Пожалуй, он знал и видел, как отсияли-отцвели прострел и стародубка, вместо них поляну затенили вязиль, поповник и другие травы. Видал, как старик-инвалид, поскрипывая протезом, выкосил и ляжину, и полянку, а затем вместе с бабкой уметали сено в стожок. И от стожка того надувал ветерок аппетитный запах разнотравья. Сейчас зайке нет нужды в сене – отаву есть не переесть. А вот как по снегу увезут стожок, воз непременно «почешется» левым боком о куст тальника и оставит навильник сена на сучьях. Тогда-то зайчина станет сумерничать возле духовитых трав с его же, Зайкиной, поляны. А новая весна придет – вернется к нему цветочная радость.
Ладно, коли жив-здоров наш заяц, жива травами его поляна, то и мы дождемся весны и одарит она нас с Володькой нетронутыми цветами и встречей с ее хозяином.
Рыжик
На зелено-нарядную ленточку борка – сосенки ровесницы моей дочке Марине – мы наткнулись совсем случайно. Искали поздние грузди в Поклеевском густолесье, незаметно выкружнули из сосен и берез на пустошку, а за ней и увидали соснячок.

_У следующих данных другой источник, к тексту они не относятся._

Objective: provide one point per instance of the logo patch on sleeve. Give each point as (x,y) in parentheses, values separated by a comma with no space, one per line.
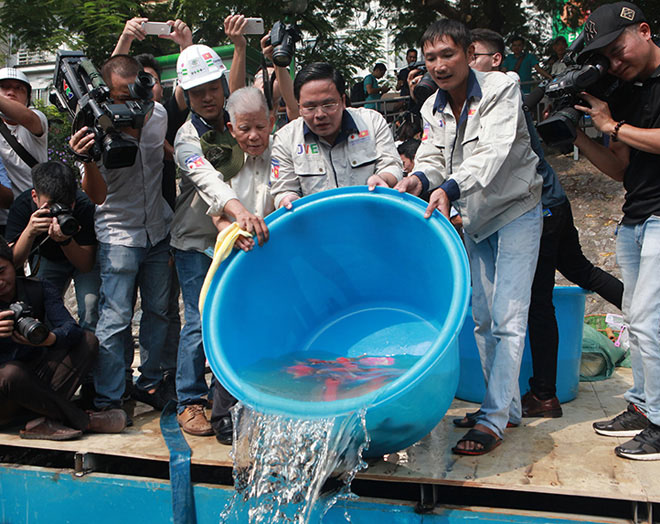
(194,161)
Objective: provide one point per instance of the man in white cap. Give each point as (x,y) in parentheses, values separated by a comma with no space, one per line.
(621,34)
(28,128)
(209,161)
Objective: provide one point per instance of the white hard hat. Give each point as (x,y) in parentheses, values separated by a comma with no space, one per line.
(11,73)
(197,65)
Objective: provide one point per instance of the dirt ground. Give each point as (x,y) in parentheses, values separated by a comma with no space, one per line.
(596,201)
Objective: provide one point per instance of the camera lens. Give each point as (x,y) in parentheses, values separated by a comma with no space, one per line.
(32,329)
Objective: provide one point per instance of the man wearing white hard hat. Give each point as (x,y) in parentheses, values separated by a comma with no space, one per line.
(27,126)
(132,227)
(208,160)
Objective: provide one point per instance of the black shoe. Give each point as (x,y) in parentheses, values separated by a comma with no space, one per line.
(156,400)
(645,445)
(533,406)
(224,430)
(627,424)
(87,395)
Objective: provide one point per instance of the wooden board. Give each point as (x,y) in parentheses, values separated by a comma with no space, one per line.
(561,456)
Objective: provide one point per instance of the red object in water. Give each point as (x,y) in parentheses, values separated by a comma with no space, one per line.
(300,370)
(330,390)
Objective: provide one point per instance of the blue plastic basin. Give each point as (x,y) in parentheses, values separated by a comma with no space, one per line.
(569,308)
(348,272)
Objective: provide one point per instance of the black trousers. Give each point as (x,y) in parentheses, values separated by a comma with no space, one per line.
(560,249)
(223,401)
(46,384)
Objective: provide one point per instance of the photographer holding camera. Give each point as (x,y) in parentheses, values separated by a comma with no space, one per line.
(52,226)
(43,355)
(132,228)
(620,33)
(274,81)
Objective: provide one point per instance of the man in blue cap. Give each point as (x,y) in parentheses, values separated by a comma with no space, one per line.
(620,33)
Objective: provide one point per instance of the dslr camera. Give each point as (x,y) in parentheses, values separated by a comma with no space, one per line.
(68,223)
(283,38)
(80,90)
(426,85)
(28,326)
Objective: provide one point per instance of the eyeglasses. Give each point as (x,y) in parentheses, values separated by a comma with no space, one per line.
(325,108)
(475,55)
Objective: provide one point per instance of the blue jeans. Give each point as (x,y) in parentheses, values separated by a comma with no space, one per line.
(122,268)
(502,268)
(86,285)
(191,386)
(169,351)
(638,256)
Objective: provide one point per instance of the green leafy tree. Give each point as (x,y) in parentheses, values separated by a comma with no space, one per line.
(95,25)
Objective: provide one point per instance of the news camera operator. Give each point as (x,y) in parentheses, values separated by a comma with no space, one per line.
(621,34)
(132,228)
(43,356)
(52,226)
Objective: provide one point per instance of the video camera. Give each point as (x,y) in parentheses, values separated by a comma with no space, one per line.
(283,38)
(564,89)
(28,326)
(80,90)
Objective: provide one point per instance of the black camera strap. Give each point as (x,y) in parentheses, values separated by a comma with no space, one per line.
(31,290)
(20,150)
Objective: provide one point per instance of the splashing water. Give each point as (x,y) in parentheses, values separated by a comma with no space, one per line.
(281,465)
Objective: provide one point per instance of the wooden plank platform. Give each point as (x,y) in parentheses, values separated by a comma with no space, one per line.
(555,456)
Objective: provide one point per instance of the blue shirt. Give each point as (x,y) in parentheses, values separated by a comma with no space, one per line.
(524,70)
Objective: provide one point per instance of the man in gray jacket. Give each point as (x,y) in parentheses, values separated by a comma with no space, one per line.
(475,154)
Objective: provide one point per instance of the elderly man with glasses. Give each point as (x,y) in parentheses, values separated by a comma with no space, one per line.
(331,145)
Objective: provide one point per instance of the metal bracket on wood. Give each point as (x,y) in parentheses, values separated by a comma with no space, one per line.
(636,513)
(84,463)
(428,498)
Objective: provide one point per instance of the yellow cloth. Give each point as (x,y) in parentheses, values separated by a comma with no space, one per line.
(224,243)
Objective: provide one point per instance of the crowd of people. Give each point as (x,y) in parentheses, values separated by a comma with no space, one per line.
(479,162)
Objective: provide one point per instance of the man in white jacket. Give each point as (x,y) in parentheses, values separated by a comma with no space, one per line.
(475,154)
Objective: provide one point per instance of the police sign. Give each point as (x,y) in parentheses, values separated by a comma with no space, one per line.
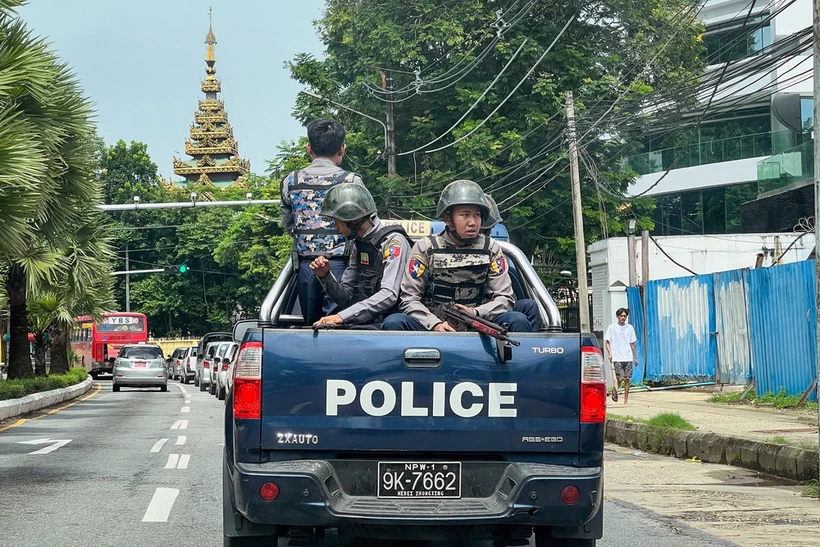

– А ну как там, Марина, рыжики или маслята осенним слоем пошли, – зазвал я дочку в борок. И хоть устала она в лесу, столько поклонов отвесила груздкам, но почему-то обрадовалась и вприпрыжку пустилась пустошкой, где забурели кустики зверобоя, гроздья пижмы и шишечки кровохлебки. Пришлось и мне размашистее отшагивать, чтоб не заблудилась Марина в густяке сосенок.
Конечно, вдоль меж рядками далеко видать борком, однако рядков-то не перечесть, а иные дочкины сверстницы своенравно раскустились-разлохматились и хвойными «шубенками» перекрыли прогалы межрядья.
Дочка не ахти какая грибница, но сразу догадалась: раз нету маслят, то рыжики надо искать на травянистых пятачках среди изреженных сосенок. Там с ней мы и начали высматривать светло-оранжевые и огнисто-рыжие грибы. А высматривать особо и нечего – эвон они рассыпались, словно осиновые листья, знай режь медно-трубчатые ножки и жмурься от удовольствия. Эх, запах-то, ароматище-то какой!..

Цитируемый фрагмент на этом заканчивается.